Cementerio de Woodlawn en el Bronx. Panteón de Clerence Day

 
Margaret aceptó las razones de Bob, pero antes de poder manifestárselo, sonó el teléfono. Era Pieterf.

-Sí, lo hemos visto en televisión -contestó Margaret- Sí, sí, debemos vernos...De acuerdo, en tres horas...hasta entonces. Cuídate.

-He quedado con Pieterf en el cementerio de Woodlawn en el Bronx, junto al panteón de Clerence Day, dentro de tres horas.

-Muy bien, vamos para allá -asintió Bob- Yo te seguiré a distancia, por si se produce algún inconveniente.

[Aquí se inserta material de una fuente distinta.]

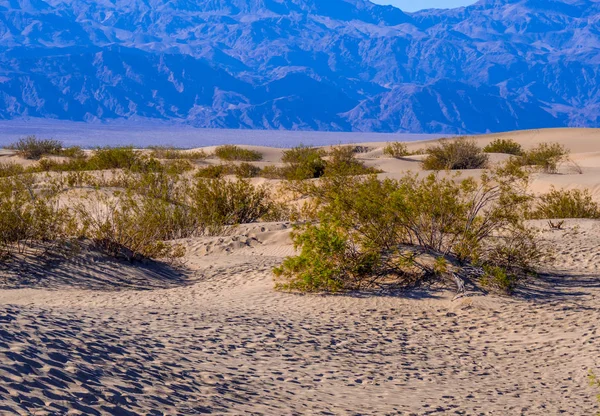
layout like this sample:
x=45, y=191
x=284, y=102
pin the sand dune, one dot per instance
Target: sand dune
x=94, y=336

Condujeron los dos amigos, en coches separados, hasta el lugar del encuentro. No hubo dificultad en hallar el lugar elegido por Pieterf, a pesar de la extensa dimensión del cementerio, ya que en la entrada  facilitaban una guía con la distribución de los enterramientos y la reseña de los más célebres.

Margaret llegó ante el panteón a la hora acordada, pero no había nadie. Dio varios paseos a su alrededor, cuando, de pronto, un hombre extraño apareció ante ella, como surgido de la nada.